Les communistes intelligents ne se réjouiront pas de l’histoire tragique de Emma Goldman. Il garderont à l’esprit qu’une cause révolutionnaire doit être constamment créative et que, à cette fin, on doit être vigilant envers les habitudes mentales ou émotionnelles qui excluent les nouvelles découvertes.

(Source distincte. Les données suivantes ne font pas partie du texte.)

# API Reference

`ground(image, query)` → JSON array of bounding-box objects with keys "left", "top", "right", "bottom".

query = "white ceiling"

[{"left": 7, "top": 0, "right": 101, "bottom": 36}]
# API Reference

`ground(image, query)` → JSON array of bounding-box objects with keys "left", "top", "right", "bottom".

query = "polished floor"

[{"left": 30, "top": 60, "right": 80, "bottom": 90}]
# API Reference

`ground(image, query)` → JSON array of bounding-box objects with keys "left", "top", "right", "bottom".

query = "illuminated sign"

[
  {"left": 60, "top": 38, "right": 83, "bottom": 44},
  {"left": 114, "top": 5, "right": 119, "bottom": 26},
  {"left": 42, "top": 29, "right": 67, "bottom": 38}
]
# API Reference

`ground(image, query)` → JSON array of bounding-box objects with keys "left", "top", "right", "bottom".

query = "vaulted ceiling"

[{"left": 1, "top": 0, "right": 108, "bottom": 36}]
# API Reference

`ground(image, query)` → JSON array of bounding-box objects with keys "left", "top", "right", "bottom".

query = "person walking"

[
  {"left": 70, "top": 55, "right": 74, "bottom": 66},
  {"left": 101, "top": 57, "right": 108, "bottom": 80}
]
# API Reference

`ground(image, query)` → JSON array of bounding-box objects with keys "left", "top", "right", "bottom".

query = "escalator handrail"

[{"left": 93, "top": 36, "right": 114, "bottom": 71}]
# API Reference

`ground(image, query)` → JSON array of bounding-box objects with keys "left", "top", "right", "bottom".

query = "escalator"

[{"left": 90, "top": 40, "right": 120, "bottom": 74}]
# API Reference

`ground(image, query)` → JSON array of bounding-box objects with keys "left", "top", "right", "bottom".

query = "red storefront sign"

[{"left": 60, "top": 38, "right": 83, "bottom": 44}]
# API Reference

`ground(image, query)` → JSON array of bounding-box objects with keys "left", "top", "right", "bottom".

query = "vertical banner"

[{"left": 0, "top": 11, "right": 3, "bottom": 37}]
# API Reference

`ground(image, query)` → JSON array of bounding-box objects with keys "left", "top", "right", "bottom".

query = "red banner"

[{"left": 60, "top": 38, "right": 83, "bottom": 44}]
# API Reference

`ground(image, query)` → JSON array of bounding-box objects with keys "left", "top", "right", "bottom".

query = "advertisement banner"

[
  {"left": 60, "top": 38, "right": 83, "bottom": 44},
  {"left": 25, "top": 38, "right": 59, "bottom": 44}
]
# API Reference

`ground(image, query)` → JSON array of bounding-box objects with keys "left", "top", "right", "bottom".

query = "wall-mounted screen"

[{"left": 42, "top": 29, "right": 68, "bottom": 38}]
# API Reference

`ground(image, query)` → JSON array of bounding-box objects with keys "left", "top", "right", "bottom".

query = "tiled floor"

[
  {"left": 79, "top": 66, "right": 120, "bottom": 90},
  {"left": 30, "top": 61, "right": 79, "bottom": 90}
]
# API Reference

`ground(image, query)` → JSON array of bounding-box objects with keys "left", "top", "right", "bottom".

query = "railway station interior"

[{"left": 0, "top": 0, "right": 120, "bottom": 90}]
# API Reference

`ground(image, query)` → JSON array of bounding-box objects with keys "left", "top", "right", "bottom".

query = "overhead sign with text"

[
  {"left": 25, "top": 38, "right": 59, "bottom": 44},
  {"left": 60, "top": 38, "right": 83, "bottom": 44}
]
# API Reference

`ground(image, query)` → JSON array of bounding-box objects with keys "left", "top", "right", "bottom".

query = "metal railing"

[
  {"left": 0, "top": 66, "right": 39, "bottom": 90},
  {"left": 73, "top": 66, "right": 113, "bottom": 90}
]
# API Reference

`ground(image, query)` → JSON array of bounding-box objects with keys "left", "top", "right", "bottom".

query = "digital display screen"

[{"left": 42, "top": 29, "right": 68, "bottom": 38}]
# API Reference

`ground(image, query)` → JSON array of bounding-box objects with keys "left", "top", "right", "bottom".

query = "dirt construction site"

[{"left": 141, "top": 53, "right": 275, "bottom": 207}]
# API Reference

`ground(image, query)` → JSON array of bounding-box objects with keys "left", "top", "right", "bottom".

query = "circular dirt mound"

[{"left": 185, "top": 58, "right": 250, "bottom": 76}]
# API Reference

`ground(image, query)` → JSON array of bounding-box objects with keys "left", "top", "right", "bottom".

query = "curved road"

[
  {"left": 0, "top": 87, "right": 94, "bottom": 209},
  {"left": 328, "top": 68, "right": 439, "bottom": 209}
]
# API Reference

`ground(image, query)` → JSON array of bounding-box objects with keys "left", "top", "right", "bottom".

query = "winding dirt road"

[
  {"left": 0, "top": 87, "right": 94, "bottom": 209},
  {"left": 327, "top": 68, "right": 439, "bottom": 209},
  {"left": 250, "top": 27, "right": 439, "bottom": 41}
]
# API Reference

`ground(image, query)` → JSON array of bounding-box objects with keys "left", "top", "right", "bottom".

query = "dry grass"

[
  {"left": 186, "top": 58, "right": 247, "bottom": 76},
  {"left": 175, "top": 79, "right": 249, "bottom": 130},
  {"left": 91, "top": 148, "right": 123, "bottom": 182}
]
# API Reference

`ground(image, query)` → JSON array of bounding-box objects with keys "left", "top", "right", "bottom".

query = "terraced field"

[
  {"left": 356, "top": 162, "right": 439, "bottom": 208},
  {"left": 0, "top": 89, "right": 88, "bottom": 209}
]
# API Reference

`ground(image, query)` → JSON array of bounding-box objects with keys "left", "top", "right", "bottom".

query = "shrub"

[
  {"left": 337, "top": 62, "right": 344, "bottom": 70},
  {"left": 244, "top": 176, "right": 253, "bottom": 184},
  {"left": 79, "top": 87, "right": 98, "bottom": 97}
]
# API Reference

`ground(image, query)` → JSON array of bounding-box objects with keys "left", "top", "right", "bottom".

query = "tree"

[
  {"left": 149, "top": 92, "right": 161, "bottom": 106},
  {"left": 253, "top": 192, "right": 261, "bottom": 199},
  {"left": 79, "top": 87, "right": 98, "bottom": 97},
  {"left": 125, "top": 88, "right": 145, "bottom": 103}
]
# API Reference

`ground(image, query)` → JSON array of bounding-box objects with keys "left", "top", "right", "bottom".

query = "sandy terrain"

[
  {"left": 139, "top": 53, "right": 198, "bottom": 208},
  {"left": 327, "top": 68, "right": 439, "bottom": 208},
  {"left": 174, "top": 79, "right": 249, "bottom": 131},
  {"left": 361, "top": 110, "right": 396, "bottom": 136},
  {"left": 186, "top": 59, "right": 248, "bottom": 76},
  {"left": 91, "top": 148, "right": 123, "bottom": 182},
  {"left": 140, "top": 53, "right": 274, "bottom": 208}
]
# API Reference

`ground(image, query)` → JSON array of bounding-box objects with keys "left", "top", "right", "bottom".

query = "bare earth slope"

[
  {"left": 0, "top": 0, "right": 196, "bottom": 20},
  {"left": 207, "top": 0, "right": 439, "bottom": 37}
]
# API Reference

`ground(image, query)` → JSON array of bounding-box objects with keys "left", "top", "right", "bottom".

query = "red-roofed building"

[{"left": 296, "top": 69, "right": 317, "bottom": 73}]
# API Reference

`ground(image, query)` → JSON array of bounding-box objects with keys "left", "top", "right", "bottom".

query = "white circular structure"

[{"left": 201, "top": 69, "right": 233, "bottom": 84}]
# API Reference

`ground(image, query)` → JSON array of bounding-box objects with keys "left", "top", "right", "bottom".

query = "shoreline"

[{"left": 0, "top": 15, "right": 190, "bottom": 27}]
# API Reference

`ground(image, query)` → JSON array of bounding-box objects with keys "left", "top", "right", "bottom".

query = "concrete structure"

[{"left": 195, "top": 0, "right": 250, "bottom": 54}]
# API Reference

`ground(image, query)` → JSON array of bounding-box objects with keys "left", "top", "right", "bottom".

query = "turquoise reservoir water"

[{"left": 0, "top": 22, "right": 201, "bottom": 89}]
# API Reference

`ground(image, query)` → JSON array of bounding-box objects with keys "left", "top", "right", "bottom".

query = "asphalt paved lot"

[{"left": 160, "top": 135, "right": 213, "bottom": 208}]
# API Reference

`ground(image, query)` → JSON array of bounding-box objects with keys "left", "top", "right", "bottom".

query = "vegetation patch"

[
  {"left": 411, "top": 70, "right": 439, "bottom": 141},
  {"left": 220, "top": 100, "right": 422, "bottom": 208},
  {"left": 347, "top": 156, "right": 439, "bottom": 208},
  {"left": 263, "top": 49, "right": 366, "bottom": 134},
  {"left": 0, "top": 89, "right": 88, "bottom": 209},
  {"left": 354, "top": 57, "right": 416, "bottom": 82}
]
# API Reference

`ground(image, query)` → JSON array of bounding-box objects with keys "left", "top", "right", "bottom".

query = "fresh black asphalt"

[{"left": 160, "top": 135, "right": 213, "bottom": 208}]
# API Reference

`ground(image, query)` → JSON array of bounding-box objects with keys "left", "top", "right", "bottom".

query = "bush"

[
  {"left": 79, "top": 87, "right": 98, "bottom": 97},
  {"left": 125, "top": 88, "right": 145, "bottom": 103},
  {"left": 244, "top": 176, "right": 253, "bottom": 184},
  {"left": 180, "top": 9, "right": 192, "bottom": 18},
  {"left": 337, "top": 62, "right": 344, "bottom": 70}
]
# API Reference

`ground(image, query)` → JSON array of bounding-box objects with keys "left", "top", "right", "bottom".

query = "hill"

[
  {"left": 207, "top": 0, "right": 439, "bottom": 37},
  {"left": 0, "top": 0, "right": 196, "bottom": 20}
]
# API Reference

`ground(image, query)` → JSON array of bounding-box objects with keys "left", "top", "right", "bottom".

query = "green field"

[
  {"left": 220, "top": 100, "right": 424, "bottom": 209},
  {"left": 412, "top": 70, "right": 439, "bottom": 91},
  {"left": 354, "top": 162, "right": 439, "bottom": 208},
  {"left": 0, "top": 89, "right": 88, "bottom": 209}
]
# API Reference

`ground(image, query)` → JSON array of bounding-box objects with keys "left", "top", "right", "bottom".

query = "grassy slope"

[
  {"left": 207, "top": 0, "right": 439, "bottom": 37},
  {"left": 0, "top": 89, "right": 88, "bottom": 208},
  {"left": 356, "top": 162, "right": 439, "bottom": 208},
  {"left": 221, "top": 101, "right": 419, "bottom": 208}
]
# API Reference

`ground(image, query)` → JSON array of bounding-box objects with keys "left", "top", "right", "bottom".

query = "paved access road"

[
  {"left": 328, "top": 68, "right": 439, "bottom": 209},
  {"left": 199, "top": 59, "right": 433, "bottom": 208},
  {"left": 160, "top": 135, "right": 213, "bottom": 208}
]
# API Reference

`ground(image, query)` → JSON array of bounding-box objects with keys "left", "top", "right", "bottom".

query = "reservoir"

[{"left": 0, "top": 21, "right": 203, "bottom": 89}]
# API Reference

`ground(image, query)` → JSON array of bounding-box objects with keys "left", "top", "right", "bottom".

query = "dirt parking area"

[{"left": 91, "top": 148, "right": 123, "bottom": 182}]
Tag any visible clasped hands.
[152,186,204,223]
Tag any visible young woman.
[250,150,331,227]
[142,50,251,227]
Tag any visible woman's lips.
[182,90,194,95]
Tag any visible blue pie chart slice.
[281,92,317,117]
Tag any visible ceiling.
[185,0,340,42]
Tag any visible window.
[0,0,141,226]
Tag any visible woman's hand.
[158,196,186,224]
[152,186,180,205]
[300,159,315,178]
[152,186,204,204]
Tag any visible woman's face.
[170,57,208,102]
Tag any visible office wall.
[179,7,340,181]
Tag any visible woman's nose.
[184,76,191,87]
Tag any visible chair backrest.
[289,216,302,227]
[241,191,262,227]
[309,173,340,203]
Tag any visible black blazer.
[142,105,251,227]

Mettre au monde une nouvelle humanité est un processus long, menacé à chaque instant par la proximité de la mort.

Waldo Frank

Traduction R&B


NDT

*En français dans le texte

1. Cette fameuse « période de transition », si chère aux marxistes, a duré en fait du début de la révolution au démantèlement de l’URSS.

2 .Il ne peut probablement pas comprendre ce « quelque chose » qui est grand chez Goldman car c’est en grande partie ce qui différencie la philosophie anarchiste du marxisme.

3. Ainsi les marins de Kronstadt ont-il été éliminés, les anarchistes emprisonnés, etc, pour les protéger de leurs »émotions aveugles » selon la méthode marxiste.

4. Si la première partie est fausse – à peine six ans plus tard, éclatait la révolution espagnole – la seconde est vraie puisque celle-ci a été assassinée autant par le marxisme que par le franquisme.